December 7, 2014

Letting go is hard but sometimes if we choose to stay, we'll never see what lies ahead.

This is going to be the biggest change in my life so far. I am moving away to wander around somewhere in the middle. It's been two weeks since I am packing my things and sorting those I will give and will keep. It sure is a difficult task because I have too many things and my list of things to do goes on and on...

The first week was terrible. I got emotional knowing that I am going to leave behind all these things without a guarantee that I am leaving for good. That I am leaving to have a better life ahead, a happier mornings, and most especially to finally achieve these things I wonder all the time. My ideals are great but they sure are too perfect for this world to happen. I always do that. I always imagine. There's peace in imagining great thoughts. It's better to imagine beautiful, too-good-to-be-true things than those of the opposite. Though be cautious not to drown in it.

There's no guarantee.
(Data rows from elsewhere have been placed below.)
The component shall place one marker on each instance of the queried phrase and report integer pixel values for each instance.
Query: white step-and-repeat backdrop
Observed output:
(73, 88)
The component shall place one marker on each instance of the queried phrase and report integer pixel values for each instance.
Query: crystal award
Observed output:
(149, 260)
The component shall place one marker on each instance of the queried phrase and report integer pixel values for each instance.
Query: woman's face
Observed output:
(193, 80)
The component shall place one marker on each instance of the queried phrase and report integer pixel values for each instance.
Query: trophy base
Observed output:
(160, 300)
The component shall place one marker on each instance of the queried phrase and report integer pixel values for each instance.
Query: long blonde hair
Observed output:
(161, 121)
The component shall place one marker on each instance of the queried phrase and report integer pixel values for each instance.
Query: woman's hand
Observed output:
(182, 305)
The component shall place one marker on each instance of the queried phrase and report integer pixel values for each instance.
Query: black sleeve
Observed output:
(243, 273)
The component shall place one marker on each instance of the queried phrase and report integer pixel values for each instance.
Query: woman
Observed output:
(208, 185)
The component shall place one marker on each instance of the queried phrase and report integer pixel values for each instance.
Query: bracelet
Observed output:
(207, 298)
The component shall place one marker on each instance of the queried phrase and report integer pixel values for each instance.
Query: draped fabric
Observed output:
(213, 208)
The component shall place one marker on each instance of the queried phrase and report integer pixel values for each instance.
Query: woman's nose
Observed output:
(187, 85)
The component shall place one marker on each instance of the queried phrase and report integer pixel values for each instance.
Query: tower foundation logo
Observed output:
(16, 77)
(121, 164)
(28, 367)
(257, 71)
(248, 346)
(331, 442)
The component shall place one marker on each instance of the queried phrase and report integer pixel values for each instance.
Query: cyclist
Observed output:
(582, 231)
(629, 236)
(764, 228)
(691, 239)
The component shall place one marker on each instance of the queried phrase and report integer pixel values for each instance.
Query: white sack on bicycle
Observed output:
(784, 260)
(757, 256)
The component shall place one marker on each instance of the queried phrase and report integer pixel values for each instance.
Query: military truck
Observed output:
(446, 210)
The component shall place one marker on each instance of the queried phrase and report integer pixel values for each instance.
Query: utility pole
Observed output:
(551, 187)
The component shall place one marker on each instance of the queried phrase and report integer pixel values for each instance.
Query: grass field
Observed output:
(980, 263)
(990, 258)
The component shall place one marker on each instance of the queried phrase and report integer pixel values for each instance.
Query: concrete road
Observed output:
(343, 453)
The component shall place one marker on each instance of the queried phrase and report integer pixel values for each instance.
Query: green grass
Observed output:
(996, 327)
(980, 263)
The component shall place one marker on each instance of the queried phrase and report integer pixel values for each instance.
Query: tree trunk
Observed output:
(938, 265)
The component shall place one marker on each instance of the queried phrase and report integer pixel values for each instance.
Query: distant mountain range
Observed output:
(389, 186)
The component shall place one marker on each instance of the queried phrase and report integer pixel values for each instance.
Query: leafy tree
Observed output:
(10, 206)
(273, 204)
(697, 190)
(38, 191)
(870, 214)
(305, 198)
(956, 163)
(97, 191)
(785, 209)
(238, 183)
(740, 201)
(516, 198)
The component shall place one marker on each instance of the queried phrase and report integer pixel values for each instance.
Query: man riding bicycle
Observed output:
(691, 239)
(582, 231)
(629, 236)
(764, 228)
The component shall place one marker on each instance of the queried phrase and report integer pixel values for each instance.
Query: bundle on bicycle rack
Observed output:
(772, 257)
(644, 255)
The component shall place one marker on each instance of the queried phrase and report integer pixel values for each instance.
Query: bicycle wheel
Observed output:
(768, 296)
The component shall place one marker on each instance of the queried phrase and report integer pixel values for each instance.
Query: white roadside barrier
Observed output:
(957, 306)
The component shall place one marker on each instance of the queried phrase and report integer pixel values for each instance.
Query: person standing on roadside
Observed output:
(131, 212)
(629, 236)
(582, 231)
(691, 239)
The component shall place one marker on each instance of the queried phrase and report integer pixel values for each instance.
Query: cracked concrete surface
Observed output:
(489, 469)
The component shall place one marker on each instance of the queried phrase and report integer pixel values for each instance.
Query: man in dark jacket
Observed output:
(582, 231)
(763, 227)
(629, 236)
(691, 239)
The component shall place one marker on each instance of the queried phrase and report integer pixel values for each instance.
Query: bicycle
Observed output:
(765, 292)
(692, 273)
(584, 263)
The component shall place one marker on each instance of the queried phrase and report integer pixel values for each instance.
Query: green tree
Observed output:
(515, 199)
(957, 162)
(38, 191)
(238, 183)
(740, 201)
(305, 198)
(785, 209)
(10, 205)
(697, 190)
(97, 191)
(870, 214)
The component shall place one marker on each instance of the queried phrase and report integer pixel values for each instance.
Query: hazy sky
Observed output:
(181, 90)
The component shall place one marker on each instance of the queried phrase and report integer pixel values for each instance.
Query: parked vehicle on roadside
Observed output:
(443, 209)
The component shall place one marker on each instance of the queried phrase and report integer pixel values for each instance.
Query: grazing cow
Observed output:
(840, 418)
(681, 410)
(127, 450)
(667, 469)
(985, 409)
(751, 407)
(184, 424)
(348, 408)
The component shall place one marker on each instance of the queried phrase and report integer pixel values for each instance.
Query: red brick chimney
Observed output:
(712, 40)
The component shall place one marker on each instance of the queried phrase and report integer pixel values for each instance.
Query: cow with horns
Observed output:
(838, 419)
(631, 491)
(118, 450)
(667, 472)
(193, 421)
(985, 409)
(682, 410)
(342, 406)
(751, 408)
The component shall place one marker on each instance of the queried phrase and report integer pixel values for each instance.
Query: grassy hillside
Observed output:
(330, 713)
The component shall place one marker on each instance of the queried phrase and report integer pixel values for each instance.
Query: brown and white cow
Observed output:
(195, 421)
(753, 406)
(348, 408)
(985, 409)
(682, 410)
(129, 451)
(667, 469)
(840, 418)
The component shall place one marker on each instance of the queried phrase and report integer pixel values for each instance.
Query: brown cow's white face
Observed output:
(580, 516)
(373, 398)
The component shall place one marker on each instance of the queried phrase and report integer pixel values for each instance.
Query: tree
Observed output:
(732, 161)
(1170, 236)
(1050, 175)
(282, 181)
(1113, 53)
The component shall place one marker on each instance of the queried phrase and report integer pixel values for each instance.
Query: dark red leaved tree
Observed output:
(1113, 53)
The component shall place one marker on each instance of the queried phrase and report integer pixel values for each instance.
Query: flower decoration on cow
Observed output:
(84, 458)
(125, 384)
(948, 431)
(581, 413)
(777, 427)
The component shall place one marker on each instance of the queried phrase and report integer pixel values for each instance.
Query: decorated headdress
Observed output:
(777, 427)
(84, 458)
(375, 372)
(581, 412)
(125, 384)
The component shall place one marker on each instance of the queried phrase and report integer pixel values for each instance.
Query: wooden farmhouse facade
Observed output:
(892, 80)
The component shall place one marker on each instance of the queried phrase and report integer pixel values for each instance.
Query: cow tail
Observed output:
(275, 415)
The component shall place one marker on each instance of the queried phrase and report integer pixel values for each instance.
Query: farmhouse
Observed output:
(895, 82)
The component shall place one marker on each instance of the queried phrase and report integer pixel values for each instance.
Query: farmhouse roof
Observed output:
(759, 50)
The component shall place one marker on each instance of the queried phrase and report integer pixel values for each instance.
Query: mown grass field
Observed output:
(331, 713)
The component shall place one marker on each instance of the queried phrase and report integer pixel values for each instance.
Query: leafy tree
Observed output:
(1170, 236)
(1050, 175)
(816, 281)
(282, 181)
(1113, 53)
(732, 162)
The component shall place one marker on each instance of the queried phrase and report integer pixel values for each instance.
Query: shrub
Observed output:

There are definitely hardships that I have to go through in this journey. After all, I am not living in a world just like in the fancy Disney story books. Although I am willing to write and tell my stories of life. Fancy or not. Like I always do. That's a part of my goal: to have time to write a book.

A part of me wants to stay and forget about it. But I keep packing my things like my mind and body really wants to go out from my comfort. Two weeks in and I am still confused as to how this will be. Letting go is hard but sometimes if we choose to stay, we'll never see what lies ahead.